Reputation: 332
I have just started learning csv module recently. Suppose we have this CSV file:
John,Jeff,Judy,
21,19,32,
178,182,169,
85,74,57,
And we want to read this file and create a dictionary containing names (as keys) and totals of each column (as values). So in this case we would end up with:
d = {"John" : 284, "Jeff" : 275, "Judy" : 258}
So I wrote this code which apparently works well, but I am not satisfied with it and was wondering if anyone knows of better or more efficient/elegant way of doing this. Because there's just too many lines in there :D (Or maybe a way we could generalize it a bit - i.e. we would not know how many fields are there.)
d = {}
import csv
with open("file.csv") as f:
readObject = csv.reader(f)
totals0 = 0
totals1 = 0
totals2 = 0
totals3 = 0
currentRowTotal = 0
for row in readObject:
currentRowTotal += 1
if currentRowTotal == 1:
continue
totals0 += int(row[0])
totals1 += int(row[1])
totals2 += int(row[2])
if row[3] == "":
totals3 += 0
f.close()
with open(filename) as f:
readObject = csv.reader(f)
currentRow = 0
for row in readObject:
while currentRow <= 0:
d.update({row[0] : totals0})
d.update({row[1] : totals1})
d.update({row[2] : totals2})
d.update({row[3] : totals3})
currentRow += 1
return(d)
f.close()
Thanks very much for any answer :)
Upvotes: 1
Views: 408
Reputation: 1884
Base on Michasel's solution, I would try with less code and less variables and no dependency on Numpy
:
import csv
with open("so.csv") as f:
reader = csv.reader(f)
titles = next(reader)
sum_result = reduce(lambda x,y: [ int(a)+int(b) for a,b in zip(x,y)], list(reader))

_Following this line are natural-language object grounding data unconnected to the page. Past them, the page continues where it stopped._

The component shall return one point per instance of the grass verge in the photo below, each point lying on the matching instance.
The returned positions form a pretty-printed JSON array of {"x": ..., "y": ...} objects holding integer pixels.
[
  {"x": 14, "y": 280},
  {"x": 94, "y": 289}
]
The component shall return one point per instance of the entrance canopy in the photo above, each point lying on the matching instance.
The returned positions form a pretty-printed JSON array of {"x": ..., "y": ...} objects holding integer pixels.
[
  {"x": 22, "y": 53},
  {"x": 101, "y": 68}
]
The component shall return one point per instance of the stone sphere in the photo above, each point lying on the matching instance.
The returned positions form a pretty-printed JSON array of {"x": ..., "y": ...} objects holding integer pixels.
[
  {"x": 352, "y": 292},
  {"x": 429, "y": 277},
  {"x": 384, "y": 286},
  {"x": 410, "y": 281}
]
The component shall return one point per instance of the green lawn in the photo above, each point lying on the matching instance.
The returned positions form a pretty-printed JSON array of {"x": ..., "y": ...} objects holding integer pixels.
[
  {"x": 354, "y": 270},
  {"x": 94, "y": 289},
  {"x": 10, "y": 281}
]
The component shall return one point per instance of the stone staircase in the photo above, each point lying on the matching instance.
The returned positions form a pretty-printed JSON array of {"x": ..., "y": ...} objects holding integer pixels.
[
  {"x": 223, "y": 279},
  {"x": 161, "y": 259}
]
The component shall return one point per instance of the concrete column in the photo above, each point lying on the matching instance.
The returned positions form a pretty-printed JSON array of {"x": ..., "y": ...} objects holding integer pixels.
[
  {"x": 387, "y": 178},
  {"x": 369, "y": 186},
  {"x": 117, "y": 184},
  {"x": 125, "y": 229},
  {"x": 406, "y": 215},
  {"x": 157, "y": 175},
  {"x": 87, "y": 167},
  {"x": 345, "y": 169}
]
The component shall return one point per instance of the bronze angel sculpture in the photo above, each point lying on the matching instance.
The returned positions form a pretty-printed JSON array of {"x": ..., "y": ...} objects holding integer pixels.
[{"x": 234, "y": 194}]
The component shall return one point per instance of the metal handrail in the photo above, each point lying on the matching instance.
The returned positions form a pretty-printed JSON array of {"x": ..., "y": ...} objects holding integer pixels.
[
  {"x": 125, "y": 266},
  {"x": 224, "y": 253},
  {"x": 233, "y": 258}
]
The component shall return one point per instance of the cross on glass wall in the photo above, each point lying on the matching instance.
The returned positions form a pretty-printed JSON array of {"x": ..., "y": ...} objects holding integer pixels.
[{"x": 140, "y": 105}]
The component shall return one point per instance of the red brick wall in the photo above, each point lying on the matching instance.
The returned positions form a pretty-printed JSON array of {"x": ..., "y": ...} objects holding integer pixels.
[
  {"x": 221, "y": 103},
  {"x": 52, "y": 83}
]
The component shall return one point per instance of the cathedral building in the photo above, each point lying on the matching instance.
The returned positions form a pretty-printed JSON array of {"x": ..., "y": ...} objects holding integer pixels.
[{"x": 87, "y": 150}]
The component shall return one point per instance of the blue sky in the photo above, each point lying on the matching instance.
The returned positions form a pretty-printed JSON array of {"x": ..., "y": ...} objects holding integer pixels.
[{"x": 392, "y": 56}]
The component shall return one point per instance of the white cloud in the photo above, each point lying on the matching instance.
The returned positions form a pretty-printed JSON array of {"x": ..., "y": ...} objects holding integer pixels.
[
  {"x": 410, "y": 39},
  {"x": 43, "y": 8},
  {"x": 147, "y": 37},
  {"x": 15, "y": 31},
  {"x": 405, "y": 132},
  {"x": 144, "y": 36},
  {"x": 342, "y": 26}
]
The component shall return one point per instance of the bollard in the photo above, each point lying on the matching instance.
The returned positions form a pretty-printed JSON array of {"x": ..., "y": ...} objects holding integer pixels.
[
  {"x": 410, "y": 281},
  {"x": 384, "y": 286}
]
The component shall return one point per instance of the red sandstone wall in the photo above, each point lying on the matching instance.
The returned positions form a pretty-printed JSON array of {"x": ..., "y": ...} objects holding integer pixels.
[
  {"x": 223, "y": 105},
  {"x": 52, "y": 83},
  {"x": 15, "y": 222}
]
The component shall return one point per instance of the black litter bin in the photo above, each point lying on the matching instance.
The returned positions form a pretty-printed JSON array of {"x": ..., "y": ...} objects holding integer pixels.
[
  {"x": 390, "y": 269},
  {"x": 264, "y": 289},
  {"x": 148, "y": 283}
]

print dict(zip(titles, sum_result))
Upvotes: 0
Reputation: 238269
Not sure if you can use pandas, but you can get your dict as follows:
import pandas as pd
df = pd.read_csv('data.csv')
print(dict(df.sum()))
Gives:
{'Jeff': 275, 'Judy': 258, 'John': 284}
Upvotes: 3
Reputation: 12239
Use the top row to figure out what the column headings are. Initialize a dictionary of totals based on the headings.
import csv
with open("file.csv") as f:
reader = csv.reader(f)
titles = next(reader)
while titles[-1] == '':
titles.pop()
num_titles = len(titles)
totals = { title: 0 for title in titles }
for row in reader:
for i in range(num_titles):
totals[titles[i]] += int(row[i])
print(totals)
Let me add that you don't have to close the file after the with
block. The whole point of with
is that it takes care of closing the file.
Also, let me mention that the data you posted appears to have four columns:
John,Jeff,Judy,
21,19,32,
178,182,169,
85,74,57,
That's why I did this:
while titles[-1] == '':
titles.pop()
Upvotes: 0
Reputation: 3350
It's a little dirty, but try this (operating without the empty last column):
#!/usr/bin/python
import csv
import numpy
with open("file.csv") as f:
reader = csv.reader(f)
headers = next(reader)
sums = reduce(numpy.add, [map(int,x) for x in reader], [0]*len(headers))
for name, total in zip(headers,sums):
print("{}'s total is {}".format(name,total))
Upvotes: 0